# Painting aquarium background



## hi-revs (Nov 3, 2010)

Thinking about painting my 125 gallon background black!
This will be my first time painting an aquarium background so im looking for any/all tips in painting this so it'll look perfect! Type of paint suggestion? How many coats? Brush vs roller? How not to scratch the paint after its dried etc.


Does the aquarium stand out more if i were to just paint the 1 glass pane, or should i paint the 2 side panes as well?
maybe post up some pics if you've painted your background? Im pretty sure i want to go with black paint, but if i see something that looks just as good i may go with that.


----------



## Lars (Jul 22, 2012)

hi-revs said:


> Thinking about painting my 125 gallon background black!
> This will be my first time painting an aquarium background so im looking for any/all tips in painting this so it'll look perfect! Type of paint suggestion? How many coats? Brush vs roller? How not to scratch the paint after its dried etc.
> 
> Does the aquarium stand out more if i were to just paint the 1 glass pane, or should i paint the 2 side panes as well?
> maybe post up some pics if you've painted your background? Im pretty sure i want to go with black paint, but if i see something that looks just as good i may go with that.

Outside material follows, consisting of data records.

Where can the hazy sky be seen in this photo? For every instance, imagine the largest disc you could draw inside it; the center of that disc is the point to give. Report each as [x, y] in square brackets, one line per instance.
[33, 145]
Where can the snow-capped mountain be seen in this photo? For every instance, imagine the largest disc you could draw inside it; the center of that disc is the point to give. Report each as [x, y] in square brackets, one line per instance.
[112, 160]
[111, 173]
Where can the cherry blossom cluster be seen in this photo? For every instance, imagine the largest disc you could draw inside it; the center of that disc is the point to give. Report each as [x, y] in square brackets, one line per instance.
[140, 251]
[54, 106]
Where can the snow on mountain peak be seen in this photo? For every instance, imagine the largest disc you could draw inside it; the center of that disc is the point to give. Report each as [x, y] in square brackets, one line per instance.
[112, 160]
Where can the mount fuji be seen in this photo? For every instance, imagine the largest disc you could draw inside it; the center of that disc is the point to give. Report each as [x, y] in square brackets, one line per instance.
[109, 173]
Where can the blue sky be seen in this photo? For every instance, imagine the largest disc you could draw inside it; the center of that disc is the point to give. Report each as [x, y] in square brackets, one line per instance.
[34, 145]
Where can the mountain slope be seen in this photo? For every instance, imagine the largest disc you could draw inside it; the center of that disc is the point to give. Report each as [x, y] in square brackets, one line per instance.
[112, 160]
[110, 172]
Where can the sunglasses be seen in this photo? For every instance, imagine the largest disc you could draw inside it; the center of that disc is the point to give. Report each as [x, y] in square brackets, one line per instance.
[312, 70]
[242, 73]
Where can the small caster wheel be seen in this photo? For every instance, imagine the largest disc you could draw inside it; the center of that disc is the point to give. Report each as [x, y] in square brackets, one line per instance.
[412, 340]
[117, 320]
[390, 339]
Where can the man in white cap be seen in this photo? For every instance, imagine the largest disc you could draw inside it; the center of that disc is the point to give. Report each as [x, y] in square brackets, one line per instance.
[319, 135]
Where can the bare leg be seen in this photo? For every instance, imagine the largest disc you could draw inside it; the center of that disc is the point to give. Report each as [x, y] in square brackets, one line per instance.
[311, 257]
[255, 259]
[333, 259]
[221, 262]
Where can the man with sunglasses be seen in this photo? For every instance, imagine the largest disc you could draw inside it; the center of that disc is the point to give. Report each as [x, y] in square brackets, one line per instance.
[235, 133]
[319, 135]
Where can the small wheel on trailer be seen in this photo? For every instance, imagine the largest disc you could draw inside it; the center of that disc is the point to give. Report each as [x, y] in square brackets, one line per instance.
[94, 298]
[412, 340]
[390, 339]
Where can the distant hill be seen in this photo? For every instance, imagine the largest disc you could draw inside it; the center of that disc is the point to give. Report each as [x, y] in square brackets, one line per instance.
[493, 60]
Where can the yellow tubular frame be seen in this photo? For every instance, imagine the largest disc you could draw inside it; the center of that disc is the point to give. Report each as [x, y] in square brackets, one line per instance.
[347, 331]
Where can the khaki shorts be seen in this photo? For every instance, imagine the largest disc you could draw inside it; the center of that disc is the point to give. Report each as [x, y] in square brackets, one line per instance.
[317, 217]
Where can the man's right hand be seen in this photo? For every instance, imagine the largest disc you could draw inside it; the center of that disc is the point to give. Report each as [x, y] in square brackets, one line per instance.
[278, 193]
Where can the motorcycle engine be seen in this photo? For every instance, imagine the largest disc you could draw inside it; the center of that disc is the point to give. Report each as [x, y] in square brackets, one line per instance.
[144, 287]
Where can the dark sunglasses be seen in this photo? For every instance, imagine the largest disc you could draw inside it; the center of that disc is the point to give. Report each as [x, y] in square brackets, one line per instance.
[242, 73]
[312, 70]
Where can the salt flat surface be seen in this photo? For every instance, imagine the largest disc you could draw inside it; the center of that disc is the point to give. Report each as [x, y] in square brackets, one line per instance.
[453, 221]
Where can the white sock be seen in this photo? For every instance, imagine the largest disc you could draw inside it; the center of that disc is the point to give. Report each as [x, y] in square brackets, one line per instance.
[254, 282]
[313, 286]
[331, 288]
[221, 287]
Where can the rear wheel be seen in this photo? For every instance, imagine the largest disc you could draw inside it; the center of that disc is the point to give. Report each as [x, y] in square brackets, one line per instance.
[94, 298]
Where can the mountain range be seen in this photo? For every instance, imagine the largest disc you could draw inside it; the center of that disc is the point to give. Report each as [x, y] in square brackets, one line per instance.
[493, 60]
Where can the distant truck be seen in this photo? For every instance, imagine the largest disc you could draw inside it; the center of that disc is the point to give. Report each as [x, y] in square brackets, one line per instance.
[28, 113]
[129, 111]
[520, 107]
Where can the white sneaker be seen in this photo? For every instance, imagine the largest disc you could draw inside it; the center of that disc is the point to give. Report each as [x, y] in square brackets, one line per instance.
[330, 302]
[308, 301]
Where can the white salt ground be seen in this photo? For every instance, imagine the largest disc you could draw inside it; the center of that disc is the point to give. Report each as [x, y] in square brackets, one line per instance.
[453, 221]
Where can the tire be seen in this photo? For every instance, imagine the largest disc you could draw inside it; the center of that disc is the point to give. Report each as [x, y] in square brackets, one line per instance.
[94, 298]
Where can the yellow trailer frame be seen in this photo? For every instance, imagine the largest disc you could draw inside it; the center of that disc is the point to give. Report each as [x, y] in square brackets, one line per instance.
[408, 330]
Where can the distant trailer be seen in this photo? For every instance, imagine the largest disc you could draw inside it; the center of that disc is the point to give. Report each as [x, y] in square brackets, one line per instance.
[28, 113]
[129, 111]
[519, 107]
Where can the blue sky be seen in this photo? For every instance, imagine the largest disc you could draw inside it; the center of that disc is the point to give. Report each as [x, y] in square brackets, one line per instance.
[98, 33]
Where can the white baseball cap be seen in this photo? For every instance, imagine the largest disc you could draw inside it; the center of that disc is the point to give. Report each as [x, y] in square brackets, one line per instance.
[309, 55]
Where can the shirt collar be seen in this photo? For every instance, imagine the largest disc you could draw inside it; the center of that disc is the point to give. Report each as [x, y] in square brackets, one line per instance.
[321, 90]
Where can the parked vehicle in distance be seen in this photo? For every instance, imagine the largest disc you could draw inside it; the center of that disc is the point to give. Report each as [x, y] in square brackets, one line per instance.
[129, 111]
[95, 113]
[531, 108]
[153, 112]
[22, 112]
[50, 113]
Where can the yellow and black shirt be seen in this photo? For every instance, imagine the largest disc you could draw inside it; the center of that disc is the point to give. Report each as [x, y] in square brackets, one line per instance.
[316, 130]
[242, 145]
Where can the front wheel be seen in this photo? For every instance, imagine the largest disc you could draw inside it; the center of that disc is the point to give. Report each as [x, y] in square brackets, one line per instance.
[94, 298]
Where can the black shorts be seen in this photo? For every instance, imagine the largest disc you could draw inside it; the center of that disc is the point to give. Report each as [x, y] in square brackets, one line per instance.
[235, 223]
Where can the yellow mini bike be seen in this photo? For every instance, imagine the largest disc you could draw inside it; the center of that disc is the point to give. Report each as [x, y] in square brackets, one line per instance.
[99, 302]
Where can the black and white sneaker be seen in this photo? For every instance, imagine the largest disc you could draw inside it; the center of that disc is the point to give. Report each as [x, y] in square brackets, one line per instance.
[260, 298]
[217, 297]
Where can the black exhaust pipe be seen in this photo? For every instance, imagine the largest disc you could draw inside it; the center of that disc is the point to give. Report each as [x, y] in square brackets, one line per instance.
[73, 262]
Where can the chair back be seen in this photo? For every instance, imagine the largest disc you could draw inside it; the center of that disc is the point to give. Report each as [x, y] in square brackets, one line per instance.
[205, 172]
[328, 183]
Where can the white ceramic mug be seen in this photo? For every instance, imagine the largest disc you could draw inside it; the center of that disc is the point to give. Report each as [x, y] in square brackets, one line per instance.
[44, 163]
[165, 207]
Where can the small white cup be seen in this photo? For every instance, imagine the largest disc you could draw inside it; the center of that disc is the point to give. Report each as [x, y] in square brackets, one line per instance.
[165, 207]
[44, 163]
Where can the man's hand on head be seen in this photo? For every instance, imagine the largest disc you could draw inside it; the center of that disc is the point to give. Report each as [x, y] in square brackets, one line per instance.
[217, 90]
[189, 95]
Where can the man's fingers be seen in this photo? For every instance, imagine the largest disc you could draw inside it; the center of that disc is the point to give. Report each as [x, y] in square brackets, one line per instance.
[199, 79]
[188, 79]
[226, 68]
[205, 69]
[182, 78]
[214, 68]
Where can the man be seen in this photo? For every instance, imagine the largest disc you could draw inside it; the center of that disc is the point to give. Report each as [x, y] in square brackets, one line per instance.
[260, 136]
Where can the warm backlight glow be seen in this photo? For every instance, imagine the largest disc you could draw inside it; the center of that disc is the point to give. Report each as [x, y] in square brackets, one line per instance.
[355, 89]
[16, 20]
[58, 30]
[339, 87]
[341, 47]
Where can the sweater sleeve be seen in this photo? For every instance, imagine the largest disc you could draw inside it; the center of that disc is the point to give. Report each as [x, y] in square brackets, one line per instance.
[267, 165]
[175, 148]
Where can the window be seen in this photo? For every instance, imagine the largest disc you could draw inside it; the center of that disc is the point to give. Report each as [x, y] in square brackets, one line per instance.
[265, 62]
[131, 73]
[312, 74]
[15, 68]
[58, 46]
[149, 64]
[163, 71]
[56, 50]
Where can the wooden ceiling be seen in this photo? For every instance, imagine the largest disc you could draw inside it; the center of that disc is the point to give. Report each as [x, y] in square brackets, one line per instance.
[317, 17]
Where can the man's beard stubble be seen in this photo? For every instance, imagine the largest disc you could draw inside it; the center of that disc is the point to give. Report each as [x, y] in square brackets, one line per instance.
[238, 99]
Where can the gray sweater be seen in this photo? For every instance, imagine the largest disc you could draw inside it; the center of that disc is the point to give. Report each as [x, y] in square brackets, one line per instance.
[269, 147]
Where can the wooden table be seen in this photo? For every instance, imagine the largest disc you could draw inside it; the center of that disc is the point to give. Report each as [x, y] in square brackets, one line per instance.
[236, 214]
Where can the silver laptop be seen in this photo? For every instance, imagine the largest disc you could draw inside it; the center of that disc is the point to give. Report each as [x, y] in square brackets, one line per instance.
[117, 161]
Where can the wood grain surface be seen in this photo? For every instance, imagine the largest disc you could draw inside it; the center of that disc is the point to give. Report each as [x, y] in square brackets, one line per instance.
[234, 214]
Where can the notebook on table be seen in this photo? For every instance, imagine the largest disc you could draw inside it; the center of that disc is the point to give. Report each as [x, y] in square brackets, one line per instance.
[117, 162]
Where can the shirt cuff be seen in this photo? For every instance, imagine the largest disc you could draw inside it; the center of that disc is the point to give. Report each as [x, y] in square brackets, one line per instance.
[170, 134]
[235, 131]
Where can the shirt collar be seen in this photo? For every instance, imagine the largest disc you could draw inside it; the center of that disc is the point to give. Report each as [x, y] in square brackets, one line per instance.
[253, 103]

Go with a Standard Latex paint. Two coats rolled on is enough. You can tape cardboard on top to prevent scratching. I did my Tank with no prior experience and it turned out great.

Gesendet von meinem LG-D852 mit Tapatalk


----------



## Sean's Ponds (Dec 3, 2015)

I painted mine with flat black latex with a roller and it turned out good. If I were to ever do it again I would use high gloss black.









Cheers,
Sean


----------



## mollyb (May 18, 2010)

I understand the best paint is that 'plasti-dip' stuff. Apparently it goes on thick, is pretty tough and if you get tired of it, it will just peel off. I haven't done it yet, but that would the choice for my next one. You can get it at Canadian Tire. Make sure you clean the glass really well, any oily residues will prevent the paint (especially latex) from sticking tot he glass, I woulks use a solvent like acetone if I could.


----------



## engotski (Nov 9, 2014)

I'll be doing the same in a couple weeks on my 135g. My cousin has used plastidip on car wheels, etc with great results so we're going to give that a go for the background.


----------



## hi-revs (Nov 3, 2010)

I've read a lot about painting backgrounds and it seems pretty straight forward. Just wanted to make sure I cover the small steps.

I'll be painting this tank inside my house so plastidip isn't an option. Don't want to spray inside. I suppose I'll be going with latex paint and foam roller.

Someone mentioned a few posts above, but why gloss black instead of flat black? I was thinking flat black myself.

Side note: how would dark green look? Kinda like military green, if not darker? I've got black sand in the tank btw.

One of the side is facing a wall aswell. Should I paint that side? Paint both sides? Or leave the sides for that mirror look?


----------



## stratos (Apr 21, 2010)

I recommend getting a testers sample for the colour you are interested in. Typically whatever colour you use will come out much lighter than you expect by at least a few shades.

Otherwise, as others have noted, latex paint with roller works fine. I've also removed latex paint on the back of a tank before using a flat painter's razor blade; it was not that hard or time consuming.


----------



## hp10BII (Apr 23, 2010)

Maybe it's my lighting or blue paint in general, but I get a darker shade after the paint has dried and the tank filled, so I go a couple lower shades of light blue. Black shouldn't matter.

I've only ever painted the back, never the sides. I would guess it would be easier to paint the back and sides at the same time, since you already have the paint and rollers out. It would be much easier to scrape off the paint then to repaint the sides after your tank has been setup.

I like Joey's series of videos:


----------



## Sean's Ponds (Dec 3, 2015)

I used flat black and it looks dark grey. Gloss black will look shiny where the flat black even on glass still looks flat and lighter than on a hard surface..
I used a glossy black film on my Sulawesi tank and it looks glossy when you look in. I expect gloss black paint would look the same.

Cheers,
Sean


----------



## hi-revs (Nov 3, 2010)

Aww man. Now I don't know to go with glossy or black...

Dumb question, but does doing more coats equal to darker colour? I'm wanting the background to look black black.


----------



## Sean's Ponds (Dec 3, 2015)

hi-revs said:


> Aww man. Now I don't know to go with glossy or black...
> 
> Dumb question, but does doing more coats equal to darker colour? I'm wanting the background to look black black.


No, I did three coats, it never got darker.

Sean


----------



## Mick2016 (Jun 16, 2016)

Personally, I would go with FLAT FINISH of whatever colour. Gloss, for me, is "too" noticeable and shiny. My background is a semi-gloss/satin finish. Adds just a little sheen which is okay. Next time around, though, I would go FLAT.

" . . . Side note: how would dark green look? Kinda like military green . . . "

Shades of green? Any green plants you add will blend in with the background rather than stand out, IMHO.


----------